For Li, a transfer student from China who had previous experience trading in cryptocurrency, the competition’s investment workshops provided a solid background about the U.S. Federal Reserve System. “I didn’t have any experience in American stock trading, so I had to learn a lot of things about the American economy.” Furthermore, as a finalist, he was able to present his investment portfolio to a panel of judges composed of executives from growth management firms. “They gave me some very pragmatic, critical advice,” says Li — advice he plans to apply when he starts working at a private equity firm after graduating this spring.
More importantly, the competition provided a practical way for Li to combine his informatics and economics education. “I used patterns and programing languages to scrub the data and analyze the stocks,” he says. Sah says he similarly applied his computer science skills to easily filter out lower performing companies.
“In the real world,” says Li, “we will need to combine knowledge from a lot of different areas like chemistry and finance and programming to make money or develop innovative solutions.” He stresses how competitions like this can help build this critical “multicurricular knowledge.”
In fact, Sah is helping to build such knowledge with a student club he started shortly after last year’s competition.
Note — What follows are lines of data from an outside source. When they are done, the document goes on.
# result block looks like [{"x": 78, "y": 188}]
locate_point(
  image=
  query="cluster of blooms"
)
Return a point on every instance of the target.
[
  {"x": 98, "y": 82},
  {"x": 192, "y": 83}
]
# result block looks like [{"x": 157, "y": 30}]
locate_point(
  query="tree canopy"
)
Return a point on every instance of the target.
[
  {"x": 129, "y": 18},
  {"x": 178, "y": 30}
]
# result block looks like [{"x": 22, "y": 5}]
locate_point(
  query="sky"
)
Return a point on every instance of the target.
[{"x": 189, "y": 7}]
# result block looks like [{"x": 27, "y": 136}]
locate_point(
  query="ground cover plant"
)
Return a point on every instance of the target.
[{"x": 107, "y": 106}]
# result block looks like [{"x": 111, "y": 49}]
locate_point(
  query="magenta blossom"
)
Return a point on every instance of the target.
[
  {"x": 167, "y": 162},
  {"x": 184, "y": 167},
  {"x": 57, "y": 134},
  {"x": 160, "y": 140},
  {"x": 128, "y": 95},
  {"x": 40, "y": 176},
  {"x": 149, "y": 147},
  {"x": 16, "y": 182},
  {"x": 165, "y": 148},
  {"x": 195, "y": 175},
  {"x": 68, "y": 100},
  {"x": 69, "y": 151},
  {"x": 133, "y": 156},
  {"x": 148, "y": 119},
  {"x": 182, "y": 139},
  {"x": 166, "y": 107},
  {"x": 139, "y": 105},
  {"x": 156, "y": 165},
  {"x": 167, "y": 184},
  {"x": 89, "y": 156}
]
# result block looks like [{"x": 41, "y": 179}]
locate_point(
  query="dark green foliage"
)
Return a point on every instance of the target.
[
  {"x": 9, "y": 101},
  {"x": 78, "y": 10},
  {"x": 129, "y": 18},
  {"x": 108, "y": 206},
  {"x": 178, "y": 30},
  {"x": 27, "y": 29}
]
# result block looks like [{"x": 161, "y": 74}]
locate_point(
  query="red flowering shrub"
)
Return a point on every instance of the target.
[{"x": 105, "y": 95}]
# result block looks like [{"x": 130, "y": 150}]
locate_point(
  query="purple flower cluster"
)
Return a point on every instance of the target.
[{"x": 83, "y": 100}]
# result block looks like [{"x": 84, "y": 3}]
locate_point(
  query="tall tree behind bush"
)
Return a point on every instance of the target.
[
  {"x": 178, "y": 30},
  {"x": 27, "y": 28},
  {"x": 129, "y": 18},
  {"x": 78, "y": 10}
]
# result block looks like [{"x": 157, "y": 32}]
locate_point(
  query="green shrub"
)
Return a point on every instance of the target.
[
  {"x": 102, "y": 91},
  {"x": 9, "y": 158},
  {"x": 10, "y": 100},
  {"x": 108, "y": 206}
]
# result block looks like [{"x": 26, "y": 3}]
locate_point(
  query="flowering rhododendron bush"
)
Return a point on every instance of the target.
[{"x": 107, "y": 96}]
At the workshops, he met Rahul Vig and Jonathan Bravo, and the three likeminded students founded the Hedge Fund Society, the only investment club on campus. “It was going to just be on the investment side, with five to six people pooling our own money and investing in the market and having our own fund,” says Sah. They created an LLC for investing but then decided to branch out and offer weekly workshops for society members. “The teaching actually took off really well,” says Sah. “We have taught people from so many backgrounds — we had one person show up who is a dance major.”
In Fall 2018, the society’s workshops covered fundamental analysis, and in Winter 2019, they covered technical analysis. This quarter is focused on derivative trading.
“Finance is not really what you see in movies like The Wolf on Wall Street,” says Sah, explaining that he wants people to understand that a lot more studying and reading are involved. But he compares it to addition. “Once you get the fundamentals, there’s so much you can do with it.”